In a 20-minute Powerpoint presentation, Fire Chief David Hewes detailed the options that were available to replace the Smeal Attack pumper that the town bought in 2007 for $300,000.
The chief explained that the cost of fire engines had increased over the years mostly because of upgrades required by National Fire Prevention Association.
Hewes also detailed the differences between the $265,000 tanker pumpers like Huntington’s and the attack engines recently purchased by Goshen for $445,000 and Cummington for $490,000.
“Keep in mind an attack engine has different equipment and is not like a tanker pumper that is built to haul water,” he said.
The chief told residents that one available option was to purchase a commercial cab, which would be modified and transformed into a fire engine, for $450,000. The other option was to select a custom cab, which would be built from the ground up to serve as a fire engine, for $485,000.
Hewes said that while the custom cab costs $35,000 more than the commercial cab, its crash protection is seven times greater, and it has the capacity to fit six firefighters in turnout gear.
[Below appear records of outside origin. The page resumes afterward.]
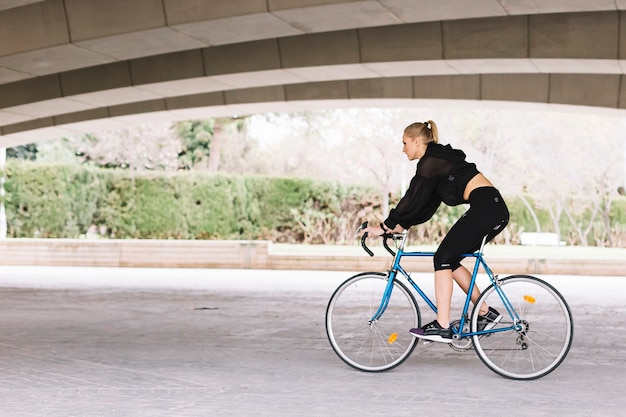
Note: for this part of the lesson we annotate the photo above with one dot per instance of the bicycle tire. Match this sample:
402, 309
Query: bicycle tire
378, 346
545, 332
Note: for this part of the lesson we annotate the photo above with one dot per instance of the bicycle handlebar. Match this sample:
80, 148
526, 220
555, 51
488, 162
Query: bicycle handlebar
385, 236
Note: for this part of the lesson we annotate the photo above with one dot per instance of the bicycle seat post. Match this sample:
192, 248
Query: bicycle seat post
482, 245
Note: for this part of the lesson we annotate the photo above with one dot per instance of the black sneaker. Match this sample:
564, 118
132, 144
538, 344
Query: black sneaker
489, 320
433, 332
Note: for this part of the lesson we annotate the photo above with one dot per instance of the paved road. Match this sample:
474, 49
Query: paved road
167, 342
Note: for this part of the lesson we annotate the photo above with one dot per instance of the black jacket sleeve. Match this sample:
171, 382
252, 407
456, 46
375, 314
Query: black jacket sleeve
417, 206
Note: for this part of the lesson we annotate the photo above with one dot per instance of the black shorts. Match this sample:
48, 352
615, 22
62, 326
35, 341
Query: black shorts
487, 216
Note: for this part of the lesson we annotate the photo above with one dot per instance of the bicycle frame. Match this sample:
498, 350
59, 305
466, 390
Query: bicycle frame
396, 268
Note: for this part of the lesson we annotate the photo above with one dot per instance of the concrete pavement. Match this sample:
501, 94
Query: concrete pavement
196, 342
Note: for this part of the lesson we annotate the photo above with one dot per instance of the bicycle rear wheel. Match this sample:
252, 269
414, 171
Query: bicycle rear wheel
371, 346
544, 330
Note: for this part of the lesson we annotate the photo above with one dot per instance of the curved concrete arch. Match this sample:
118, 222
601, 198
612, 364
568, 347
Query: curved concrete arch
328, 53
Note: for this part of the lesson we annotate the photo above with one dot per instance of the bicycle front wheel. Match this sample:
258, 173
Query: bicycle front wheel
363, 343
542, 334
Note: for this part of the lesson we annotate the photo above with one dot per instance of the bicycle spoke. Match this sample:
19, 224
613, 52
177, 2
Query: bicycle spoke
371, 346
543, 335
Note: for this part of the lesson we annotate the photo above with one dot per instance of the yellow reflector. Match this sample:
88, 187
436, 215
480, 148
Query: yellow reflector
529, 299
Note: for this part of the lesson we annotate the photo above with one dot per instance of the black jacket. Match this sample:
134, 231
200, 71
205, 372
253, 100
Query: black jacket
441, 176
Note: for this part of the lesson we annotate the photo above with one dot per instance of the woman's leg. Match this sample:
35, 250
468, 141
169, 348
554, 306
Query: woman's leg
463, 278
443, 296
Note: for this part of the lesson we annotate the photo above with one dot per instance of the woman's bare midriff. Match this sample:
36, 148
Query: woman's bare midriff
478, 181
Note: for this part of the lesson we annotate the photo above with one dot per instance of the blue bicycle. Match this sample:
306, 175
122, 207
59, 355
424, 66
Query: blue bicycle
369, 316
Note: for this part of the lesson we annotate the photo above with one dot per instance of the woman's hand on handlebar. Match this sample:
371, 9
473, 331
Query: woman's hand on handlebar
372, 231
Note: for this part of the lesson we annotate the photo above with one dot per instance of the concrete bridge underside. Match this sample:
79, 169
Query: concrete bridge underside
72, 66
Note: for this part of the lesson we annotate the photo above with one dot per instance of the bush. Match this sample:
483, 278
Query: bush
64, 201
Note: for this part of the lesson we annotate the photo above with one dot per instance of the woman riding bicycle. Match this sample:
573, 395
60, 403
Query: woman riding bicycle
443, 175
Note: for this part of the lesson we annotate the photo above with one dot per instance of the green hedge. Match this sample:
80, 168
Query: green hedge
64, 201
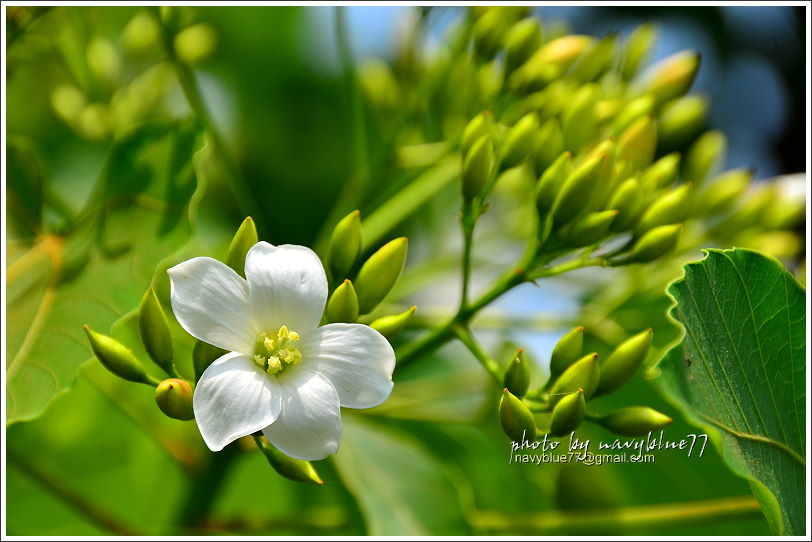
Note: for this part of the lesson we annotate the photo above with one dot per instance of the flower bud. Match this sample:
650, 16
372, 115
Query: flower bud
345, 245
584, 374
623, 362
549, 61
655, 243
549, 144
522, 41
672, 76
477, 127
203, 355
551, 181
297, 470
343, 304
174, 398
579, 120
669, 208
628, 200
681, 119
638, 48
566, 351
477, 167
117, 358
639, 107
723, 191
705, 157
154, 330
520, 140
661, 173
580, 183
243, 240
635, 421
568, 414
389, 326
195, 43
638, 142
379, 274
588, 230
517, 420
517, 375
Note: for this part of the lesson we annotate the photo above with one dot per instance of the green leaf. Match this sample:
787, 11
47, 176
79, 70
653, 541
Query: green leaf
739, 373
401, 488
98, 270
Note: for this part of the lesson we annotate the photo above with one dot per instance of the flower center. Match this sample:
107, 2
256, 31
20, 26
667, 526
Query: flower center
274, 352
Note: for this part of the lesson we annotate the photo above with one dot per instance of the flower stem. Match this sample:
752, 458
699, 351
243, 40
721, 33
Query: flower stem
191, 91
466, 337
638, 518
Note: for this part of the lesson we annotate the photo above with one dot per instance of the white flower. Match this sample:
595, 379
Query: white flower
283, 374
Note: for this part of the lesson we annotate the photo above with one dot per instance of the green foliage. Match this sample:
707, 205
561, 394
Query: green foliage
97, 269
739, 372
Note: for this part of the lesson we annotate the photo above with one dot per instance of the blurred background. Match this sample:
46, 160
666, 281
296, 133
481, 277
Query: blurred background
288, 90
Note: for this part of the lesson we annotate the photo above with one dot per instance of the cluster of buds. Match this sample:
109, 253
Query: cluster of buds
574, 380
105, 97
354, 300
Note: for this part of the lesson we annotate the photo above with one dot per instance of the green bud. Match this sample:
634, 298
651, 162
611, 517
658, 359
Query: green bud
655, 243
519, 140
297, 470
522, 40
723, 191
566, 351
705, 157
638, 48
117, 358
550, 61
672, 76
579, 120
568, 414
345, 245
551, 181
584, 374
379, 274
174, 398
597, 59
661, 173
517, 375
477, 127
681, 120
638, 142
628, 200
517, 420
154, 330
581, 183
621, 365
195, 43
203, 355
635, 421
549, 144
389, 326
588, 230
343, 304
669, 208
243, 240
639, 107
477, 167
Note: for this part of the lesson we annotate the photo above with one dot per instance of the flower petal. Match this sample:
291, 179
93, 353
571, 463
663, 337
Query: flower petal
286, 286
234, 398
210, 301
309, 426
357, 360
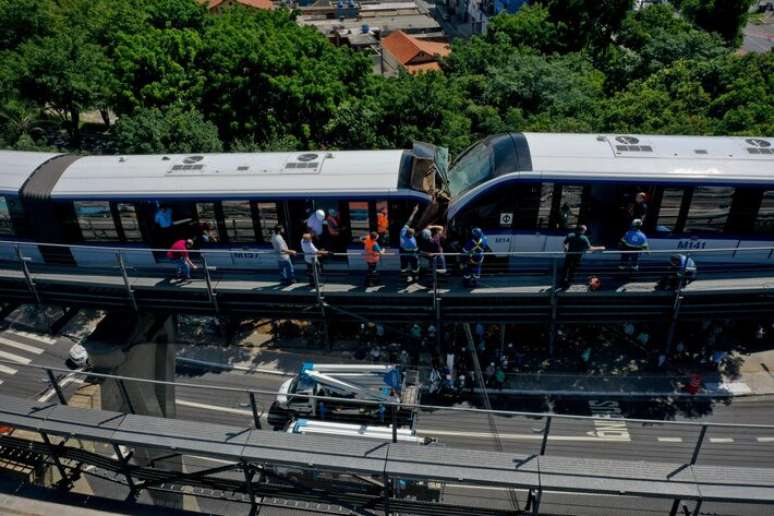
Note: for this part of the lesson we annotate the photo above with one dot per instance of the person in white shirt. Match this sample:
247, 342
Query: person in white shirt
287, 273
311, 255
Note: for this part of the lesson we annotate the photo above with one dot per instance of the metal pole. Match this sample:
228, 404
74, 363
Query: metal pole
27, 275
254, 406
699, 442
56, 387
210, 293
125, 394
546, 431
129, 291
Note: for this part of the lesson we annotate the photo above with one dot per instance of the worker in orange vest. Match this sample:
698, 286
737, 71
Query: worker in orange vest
372, 252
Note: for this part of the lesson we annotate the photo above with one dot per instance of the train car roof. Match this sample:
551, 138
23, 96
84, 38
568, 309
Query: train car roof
664, 157
16, 167
237, 176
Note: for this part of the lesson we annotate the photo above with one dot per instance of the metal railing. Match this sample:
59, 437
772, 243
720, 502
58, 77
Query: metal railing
604, 434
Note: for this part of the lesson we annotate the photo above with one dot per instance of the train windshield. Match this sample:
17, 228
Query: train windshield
472, 168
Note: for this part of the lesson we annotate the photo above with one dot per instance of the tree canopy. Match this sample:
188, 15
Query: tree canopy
179, 79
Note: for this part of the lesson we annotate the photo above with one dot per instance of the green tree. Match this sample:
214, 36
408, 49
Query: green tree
726, 17
175, 130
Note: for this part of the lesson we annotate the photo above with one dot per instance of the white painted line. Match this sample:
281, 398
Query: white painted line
34, 336
19, 345
7, 370
71, 378
214, 408
14, 358
525, 437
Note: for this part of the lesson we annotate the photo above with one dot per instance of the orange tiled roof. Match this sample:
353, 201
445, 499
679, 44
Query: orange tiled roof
258, 4
406, 48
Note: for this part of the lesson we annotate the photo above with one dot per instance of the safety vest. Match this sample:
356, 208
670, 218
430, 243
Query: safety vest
333, 226
371, 256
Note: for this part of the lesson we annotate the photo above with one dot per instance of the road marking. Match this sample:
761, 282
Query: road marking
14, 358
521, 437
34, 336
71, 378
7, 370
19, 345
215, 408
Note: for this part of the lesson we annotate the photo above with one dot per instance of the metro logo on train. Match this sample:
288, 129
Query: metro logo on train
525, 190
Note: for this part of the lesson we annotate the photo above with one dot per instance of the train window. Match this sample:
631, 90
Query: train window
570, 206
96, 221
129, 222
238, 217
268, 217
709, 209
208, 218
6, 227
383, 222
669, 212
359, 222
764, 221
546, 201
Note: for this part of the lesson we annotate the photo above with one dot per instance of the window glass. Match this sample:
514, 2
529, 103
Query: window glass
544, 209
95, 220
709, 209
6, 227
358, 220
764, 221
473, 168
129, 223
268, 216
239, 221
383, 222
208, 220
570, 206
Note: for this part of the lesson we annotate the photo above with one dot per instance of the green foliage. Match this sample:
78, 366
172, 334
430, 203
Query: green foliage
725, 17
174, 130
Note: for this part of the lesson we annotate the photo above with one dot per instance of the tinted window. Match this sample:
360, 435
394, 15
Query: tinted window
764, 221
669, 213
709, 209
129, 223
6, 227
95, 221
238, 217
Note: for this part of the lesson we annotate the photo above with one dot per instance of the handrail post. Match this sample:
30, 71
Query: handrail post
211, 295
546, 431
125, 276
55, 385
699, 442
254, 406
27, 275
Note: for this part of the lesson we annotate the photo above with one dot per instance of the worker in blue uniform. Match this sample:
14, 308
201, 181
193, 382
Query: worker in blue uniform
633, 240
474, 250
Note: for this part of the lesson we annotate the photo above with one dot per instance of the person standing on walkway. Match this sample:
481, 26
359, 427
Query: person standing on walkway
311, 257
284, 254
633, 240
576, 244
179, 252
409, 263
372, 252
474, 249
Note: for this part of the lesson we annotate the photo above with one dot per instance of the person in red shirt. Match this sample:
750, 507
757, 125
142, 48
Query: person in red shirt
179, 252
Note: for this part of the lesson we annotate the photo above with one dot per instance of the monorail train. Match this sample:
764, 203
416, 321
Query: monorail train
526, 190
The commercial cab fits only two fire fighters with no gear.
“I think that alone is worth the $35,000, Hewes said.
After little discussion, residents unanimously voted in favor of purchasing the custom cab to the tune of $495,000.
The cause of the accident that destroyed the Smeal Attack pumper remains a mystery, as does the amount of money the town will receive from its insurance company.
The truck was 15 minutes away from New England Fire Equipment and Apparatus Corp. in North Haven, Conn., where it was due for repairs, when it caught fire, totally destroying the vehicle.
“It was definitely oil-driven,” Hewes said. “Whether it was transmission fluid or hydraulic fluid, nobody is sure.”
According to Hewes, the town’s insurance company, Miia Insurance, has estimated the value of the destroyed engine at $217,000, but he believes this to be a low-ball estimate and has requested that the town’s legal counsel get involved in the negotiations.
“I personally received two different estimates, one from New England Fire for $240,000 and the other from Greenwood Fire Apparatus for $260,000,” Hewes said. “I don’t want to take a check for $217,000, because once we do that is what we have to accept.”
Hewes said he did not want to hold up the purchase of the vehicle while the town’s insurance company haggled over the value of the truck.
“We really needed to move forward with this,” Hewes said. “Not having a truck like this in town, I don’t sleep well at night.”